Li gave guidance on 2Q delivery of 76-81k units, up 165-182% YoY and 45-54% QoQ, indicating monthly sales to hit 30k units in June. Li expects 2Q revenue of RMB 24.2B-25.9B, suggesting YoY growth of 177-196% and QoQ growth of 29-38%.
Citi raised its price target on the stock to $54.30 (from $51.50) and revised their sales forecast for 2023-2025E from 235/300/365k to 290/350/420k units. To factor in lithium cost decline and better scale effect, Citi raised their GPM forecasts for the same time from 22.0/23.3/25.8% to 22.7/24.1/25.8%.
Citi analysts wrote, “We have a positive outlook on the EREV sector and Li Auto in the longer term given that: 1) Li Auto is the first mover in EREV technology in China, and we expect sharply rising adoption of EREV in the region as the vehicle type is an attractive alternative to BEVs and ICEs given its longer driving range and lower BOM cost; 2) we expect Li Auto to gain market share in the higher-end SUV segment thanks to its competitive products with Level 2.5 ADAS solution and superior functionality.”
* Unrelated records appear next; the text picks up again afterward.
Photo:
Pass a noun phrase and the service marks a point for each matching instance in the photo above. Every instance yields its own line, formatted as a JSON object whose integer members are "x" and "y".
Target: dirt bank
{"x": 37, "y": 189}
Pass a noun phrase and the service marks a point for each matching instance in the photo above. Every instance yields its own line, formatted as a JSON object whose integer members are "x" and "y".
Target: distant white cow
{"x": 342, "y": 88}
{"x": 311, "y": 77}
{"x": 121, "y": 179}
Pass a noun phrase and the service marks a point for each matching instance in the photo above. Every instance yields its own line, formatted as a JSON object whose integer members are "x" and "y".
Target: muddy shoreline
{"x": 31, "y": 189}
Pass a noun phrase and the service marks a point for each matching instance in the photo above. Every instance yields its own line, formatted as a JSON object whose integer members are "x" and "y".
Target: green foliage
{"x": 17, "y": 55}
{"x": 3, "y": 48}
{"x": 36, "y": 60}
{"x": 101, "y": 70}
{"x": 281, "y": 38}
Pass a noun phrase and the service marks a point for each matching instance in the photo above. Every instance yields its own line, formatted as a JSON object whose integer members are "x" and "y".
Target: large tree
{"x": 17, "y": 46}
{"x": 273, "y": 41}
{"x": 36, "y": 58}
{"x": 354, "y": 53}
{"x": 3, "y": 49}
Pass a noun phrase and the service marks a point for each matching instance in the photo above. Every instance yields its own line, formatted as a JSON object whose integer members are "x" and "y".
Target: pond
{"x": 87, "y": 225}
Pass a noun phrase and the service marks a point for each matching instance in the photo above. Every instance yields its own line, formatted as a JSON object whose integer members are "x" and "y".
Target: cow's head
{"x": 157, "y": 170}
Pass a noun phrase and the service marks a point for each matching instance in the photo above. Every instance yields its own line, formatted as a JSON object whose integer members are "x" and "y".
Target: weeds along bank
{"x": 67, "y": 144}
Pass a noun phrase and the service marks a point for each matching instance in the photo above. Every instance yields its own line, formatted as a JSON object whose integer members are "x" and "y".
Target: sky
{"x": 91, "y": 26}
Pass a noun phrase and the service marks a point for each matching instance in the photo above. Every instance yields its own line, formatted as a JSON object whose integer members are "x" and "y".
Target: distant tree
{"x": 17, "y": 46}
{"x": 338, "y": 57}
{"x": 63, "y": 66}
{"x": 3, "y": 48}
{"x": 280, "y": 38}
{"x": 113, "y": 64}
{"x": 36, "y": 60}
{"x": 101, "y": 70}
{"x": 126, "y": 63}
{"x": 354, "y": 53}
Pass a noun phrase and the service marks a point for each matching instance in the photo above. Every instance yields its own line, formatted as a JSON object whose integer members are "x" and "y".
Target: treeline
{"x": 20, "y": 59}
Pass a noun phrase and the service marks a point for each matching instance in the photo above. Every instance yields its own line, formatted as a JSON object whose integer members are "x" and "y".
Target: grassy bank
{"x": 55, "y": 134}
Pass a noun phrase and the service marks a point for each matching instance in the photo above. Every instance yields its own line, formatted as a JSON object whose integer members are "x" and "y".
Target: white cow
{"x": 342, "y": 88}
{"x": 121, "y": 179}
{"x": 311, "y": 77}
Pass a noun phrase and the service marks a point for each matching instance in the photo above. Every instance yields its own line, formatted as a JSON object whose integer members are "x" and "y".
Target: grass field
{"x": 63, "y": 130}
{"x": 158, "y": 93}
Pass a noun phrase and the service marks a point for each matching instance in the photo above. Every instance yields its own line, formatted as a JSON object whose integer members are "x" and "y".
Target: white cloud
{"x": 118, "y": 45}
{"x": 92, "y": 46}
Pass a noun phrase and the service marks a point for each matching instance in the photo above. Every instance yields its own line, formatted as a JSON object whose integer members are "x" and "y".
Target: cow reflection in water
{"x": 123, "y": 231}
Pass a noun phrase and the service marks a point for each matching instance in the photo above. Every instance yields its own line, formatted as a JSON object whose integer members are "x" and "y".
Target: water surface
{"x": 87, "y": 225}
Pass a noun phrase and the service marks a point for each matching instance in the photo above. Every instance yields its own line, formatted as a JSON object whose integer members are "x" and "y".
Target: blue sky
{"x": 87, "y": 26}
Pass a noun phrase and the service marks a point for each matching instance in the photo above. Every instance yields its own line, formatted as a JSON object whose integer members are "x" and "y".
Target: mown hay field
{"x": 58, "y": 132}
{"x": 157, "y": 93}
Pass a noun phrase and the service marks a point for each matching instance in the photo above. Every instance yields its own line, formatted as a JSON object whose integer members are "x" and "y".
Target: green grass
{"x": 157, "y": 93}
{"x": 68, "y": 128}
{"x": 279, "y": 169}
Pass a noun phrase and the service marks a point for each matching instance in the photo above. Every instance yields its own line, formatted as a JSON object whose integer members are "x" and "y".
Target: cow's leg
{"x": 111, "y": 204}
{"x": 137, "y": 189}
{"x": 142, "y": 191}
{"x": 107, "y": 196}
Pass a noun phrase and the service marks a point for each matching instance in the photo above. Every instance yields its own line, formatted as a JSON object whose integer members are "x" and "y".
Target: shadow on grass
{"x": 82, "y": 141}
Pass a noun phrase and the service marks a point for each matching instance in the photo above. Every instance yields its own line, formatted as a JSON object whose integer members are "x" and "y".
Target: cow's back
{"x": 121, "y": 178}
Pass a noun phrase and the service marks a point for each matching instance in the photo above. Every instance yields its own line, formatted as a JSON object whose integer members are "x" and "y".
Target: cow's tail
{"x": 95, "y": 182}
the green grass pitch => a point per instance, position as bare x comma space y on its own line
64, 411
Li’s “better-than-expected margins” and solid revenues have Barclays reiterating its Overweight rating and raising its price target on the stock to $34.00 (from $31.00).
LI delivered better gross margins and op margins despite the fact the company launched all three of its models in the past six months. Barclays believes that the solid margins and strong sales demonstrate management’s superb execution abilities. However, analysts think the most significant positive from 1Q results was the fact that LI generated $1.3 billion cash flows from operations and its FCF was almost $1B.
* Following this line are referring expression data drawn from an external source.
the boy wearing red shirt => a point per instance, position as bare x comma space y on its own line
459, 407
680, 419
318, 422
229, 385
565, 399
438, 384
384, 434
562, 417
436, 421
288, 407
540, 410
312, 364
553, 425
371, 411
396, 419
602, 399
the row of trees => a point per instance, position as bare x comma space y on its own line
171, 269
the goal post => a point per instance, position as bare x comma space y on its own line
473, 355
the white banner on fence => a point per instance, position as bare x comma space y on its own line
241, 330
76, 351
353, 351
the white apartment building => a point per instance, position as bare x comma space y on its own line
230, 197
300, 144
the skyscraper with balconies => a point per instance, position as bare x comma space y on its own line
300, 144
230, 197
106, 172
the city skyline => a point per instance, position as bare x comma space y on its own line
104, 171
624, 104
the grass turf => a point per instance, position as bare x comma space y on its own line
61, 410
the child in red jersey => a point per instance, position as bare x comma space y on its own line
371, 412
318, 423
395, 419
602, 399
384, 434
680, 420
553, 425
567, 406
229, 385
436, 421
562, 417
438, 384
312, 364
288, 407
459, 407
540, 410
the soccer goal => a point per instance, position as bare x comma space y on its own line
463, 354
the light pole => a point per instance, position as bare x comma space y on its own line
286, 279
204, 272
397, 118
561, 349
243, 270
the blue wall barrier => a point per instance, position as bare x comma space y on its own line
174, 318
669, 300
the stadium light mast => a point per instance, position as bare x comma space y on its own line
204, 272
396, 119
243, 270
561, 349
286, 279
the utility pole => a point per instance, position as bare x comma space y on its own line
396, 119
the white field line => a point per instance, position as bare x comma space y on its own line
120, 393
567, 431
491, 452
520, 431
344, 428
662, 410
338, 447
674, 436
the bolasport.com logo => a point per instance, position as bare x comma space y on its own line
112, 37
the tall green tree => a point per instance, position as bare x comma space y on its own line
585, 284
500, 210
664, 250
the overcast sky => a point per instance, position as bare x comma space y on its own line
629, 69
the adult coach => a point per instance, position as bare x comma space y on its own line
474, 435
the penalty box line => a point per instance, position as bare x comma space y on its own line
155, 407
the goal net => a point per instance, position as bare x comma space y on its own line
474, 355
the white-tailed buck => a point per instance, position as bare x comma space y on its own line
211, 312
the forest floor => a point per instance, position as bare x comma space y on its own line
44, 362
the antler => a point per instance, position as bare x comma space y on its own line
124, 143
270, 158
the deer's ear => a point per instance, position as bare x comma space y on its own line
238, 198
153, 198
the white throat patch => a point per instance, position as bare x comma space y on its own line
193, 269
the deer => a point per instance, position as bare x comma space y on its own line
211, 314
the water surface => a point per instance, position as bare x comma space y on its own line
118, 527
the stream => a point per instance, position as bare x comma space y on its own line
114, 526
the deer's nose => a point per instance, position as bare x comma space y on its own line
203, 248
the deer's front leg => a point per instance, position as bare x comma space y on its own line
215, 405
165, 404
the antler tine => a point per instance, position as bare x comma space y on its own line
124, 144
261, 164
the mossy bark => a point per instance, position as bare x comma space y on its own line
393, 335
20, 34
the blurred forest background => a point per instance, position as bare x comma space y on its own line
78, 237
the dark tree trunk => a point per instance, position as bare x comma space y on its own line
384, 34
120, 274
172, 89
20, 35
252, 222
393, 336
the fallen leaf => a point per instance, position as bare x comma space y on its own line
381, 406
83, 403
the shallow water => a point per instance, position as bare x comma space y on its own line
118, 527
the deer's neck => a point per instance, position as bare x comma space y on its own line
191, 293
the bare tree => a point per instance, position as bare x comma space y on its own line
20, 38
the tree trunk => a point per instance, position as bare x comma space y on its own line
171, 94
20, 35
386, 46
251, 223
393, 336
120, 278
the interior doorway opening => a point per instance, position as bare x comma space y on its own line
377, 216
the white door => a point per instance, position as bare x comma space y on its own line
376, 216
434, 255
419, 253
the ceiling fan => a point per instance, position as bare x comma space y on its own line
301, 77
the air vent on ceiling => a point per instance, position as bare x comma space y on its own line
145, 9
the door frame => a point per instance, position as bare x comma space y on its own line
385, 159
They wrote in a note, “We have highlighted in the past that most Chinese EV makers will likely not survive and industry consolidation seems inevitable in coming years as most EV makers are incurring significant losses currently. We believe LI has proven itself to be one of a few that has staying power. The company still has a lot to prove but, in our view, it has clearly pulled away from the rest of the pack of emerging EV makers in China.”
Shares of LI are up 3.37% in pre-market trading on Thursday.